Algarve circuit ‘borderline’ on MotoGP safety
Aprilia’s Aleix Espargaro says the Algarve circuit is “safe enough” for MotoGP to race there, but admits it’s “borderline” and highlights the last corner as the main area of concern.
MotoGP will return to Portugal for the first time since 2012 in November for the season finale, which will mark the series’ first official visit to the Algarve track near Portimao.
On Wednesday, test riders from all six manufacturers – as well as Espargaro – completed a track familiarisation session on MotoGP machinery, while 13 others from the current crop tried the venue on street bikes.
Espargaro, who was fastest of the MotoGP runners on his RS-GP, says the circuit is just about acceptable for MotoGP safety standards – and notes the series visits more dangerous venues.

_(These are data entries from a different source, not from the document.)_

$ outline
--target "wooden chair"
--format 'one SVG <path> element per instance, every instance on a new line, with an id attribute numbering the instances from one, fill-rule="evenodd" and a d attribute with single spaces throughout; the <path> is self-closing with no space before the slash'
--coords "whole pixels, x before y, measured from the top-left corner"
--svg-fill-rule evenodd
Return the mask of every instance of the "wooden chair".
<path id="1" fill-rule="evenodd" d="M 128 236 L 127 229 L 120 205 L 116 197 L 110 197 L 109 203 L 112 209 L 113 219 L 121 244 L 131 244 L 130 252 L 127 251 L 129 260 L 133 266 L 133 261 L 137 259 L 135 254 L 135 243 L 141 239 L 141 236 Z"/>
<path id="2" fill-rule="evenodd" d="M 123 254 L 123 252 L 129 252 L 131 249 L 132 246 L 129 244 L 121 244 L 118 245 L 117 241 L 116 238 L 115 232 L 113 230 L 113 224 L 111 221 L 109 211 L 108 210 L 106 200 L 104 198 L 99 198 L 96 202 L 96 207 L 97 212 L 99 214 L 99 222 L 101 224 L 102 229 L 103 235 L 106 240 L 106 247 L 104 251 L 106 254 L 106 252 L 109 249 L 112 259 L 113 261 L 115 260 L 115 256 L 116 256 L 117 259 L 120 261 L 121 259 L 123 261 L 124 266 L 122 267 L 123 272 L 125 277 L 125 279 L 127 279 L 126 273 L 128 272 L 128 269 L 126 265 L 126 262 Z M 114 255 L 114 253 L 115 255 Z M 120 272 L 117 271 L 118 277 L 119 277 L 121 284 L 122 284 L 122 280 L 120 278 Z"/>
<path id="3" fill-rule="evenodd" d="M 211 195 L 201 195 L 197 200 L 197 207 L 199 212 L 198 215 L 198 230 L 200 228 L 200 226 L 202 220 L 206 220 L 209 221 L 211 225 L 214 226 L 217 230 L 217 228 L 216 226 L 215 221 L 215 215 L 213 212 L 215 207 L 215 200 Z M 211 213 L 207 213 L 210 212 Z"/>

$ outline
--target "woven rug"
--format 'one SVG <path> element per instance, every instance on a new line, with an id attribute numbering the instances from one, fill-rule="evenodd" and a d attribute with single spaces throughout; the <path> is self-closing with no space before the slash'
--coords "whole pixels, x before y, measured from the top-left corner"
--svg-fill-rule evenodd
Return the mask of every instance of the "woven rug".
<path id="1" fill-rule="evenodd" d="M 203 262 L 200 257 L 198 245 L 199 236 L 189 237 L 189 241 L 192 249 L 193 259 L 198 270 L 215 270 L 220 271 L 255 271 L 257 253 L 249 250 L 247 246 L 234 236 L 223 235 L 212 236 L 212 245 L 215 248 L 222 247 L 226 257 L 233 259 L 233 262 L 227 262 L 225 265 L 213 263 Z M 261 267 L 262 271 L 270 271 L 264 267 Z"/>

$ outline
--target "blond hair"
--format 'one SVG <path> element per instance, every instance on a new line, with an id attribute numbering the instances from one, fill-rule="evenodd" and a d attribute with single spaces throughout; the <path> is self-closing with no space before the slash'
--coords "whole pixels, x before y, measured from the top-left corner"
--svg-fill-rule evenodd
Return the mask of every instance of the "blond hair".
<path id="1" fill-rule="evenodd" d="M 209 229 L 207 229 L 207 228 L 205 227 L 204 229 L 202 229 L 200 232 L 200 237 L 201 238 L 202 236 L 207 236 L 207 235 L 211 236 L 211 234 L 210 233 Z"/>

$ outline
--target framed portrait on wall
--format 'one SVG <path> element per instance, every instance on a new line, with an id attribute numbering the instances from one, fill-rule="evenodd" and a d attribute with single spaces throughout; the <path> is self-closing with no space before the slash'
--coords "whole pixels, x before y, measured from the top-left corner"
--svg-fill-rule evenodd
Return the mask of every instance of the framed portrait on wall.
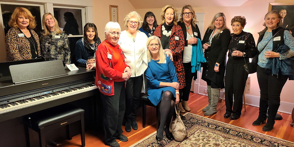
<path id="1" fill-rule="evenodd" d="M 270 3 L 268 11 L 277 10 L 282 17 L 281 26 L 290 30 L 294 36 L 294 2 Z"/>
<path id="2" fill-rule="evenodd" d="M 118 22 L 118 6 L 109 5 L 110 21 Z"/>

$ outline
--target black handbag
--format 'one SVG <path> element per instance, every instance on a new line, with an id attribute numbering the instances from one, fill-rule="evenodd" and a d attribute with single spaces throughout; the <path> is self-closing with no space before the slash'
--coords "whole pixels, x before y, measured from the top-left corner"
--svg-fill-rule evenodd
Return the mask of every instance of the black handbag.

“The track is borderline for MotoGP, it’s on the limit,” he said. “On the pictures and on the TV, everybody is just commenting on the up and downs, but the rest of the track is OK.
“We have enough room in case of a crash. I think everything is on the limit, but the last corner for me is dangerous.

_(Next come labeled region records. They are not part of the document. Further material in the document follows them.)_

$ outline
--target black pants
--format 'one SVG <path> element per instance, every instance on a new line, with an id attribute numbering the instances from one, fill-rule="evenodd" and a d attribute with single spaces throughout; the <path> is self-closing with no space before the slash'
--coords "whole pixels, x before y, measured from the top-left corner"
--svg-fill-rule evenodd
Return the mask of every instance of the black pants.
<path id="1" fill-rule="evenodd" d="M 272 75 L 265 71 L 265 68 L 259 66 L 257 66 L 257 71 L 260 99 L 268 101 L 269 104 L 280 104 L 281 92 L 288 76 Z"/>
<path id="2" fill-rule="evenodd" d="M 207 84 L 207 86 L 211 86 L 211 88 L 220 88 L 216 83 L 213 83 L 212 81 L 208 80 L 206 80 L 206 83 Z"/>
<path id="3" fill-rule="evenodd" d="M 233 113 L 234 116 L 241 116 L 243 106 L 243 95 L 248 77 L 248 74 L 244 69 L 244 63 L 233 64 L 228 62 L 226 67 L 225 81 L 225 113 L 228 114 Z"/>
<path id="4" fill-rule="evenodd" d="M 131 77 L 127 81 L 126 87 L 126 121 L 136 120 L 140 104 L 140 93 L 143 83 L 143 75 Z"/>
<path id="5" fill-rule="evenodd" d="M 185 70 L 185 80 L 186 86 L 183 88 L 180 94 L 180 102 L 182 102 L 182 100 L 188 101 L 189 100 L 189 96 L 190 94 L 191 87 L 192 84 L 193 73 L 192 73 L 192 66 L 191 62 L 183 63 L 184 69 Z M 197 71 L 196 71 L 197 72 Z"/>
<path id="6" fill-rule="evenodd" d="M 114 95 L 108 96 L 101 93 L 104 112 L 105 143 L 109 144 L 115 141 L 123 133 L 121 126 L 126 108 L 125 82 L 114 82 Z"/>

“The last corner is the one most unsafe. The rest of the track, the ups and downs are a bit in the limit, but we race in circuits more dangerous.
“For example, Motegi, the walls are closer in many [more] places than Portimao. But apart from the last corner, I think it’s safe enough.”

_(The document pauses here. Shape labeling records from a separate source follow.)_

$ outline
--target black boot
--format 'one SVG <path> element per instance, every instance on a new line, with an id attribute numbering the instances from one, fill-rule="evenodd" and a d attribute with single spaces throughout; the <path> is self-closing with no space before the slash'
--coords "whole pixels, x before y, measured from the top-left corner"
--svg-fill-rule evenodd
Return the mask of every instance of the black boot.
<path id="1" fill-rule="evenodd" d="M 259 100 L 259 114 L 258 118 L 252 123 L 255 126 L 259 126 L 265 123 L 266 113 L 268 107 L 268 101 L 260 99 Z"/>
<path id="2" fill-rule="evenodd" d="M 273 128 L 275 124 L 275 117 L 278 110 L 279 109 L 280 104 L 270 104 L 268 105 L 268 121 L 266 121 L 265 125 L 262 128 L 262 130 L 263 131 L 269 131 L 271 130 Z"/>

KTM’s Brad Binder echoed Espargaro’s thoughts on the final turn, saying: “The only place I thought was maybe a little bit on the limit was the last corner.
“When you come out of it, there’s a wall at either side. It wasn’t too hectic on what we were there on, but on a GP bike when you have a lot of power will be maybe a bit of a different story.”
Pramac’s Jack Miller also highlighted the last corner as a potential problem area, but has “seen worse”.
“Yeah, it’s a little bit [on the limit],” Miller said of Algarve’s last corner. “But I’ve seen worse. Barcelona for example is worse, but for sure if we can try and bring the level up everywhere it’s better.
“But I think we’ll be discussing that on Friday in the Safety Commission.”
A notable absentee from the test was championship leader Fabio Quartararo, who says he avoided it to negate the risk of injury ahead of the coming Le Mans/Aragon triple-header, but also because he feels Friday practice will be enough of an opportunity to learn the track.
However, KTM rider Pol Espargaro felt he’d have lost all of his Friday of the Portuguese GP had he not attended the familiarisation session even if he was on a street bike.
“It was good to make laps at Portimao,” he said. “It’s a very tricky place where you need to ride before arriving there on a MotoGP bike at the end of the straight going up and down.
“It was important for me because for sure if I was not in this test I would arrive at Friday and I would lose the full Friday to learning the track, and this is painful in a category where everybody and all the bikes are strong.”
Aleix Espargaro wasn’t happy that the new asphalt at Algarve was quite bumpy, and admits he is worried about racing there after Formula 1 because the cars tend to “destroy” track surfaces due to the amount of downforce they generate.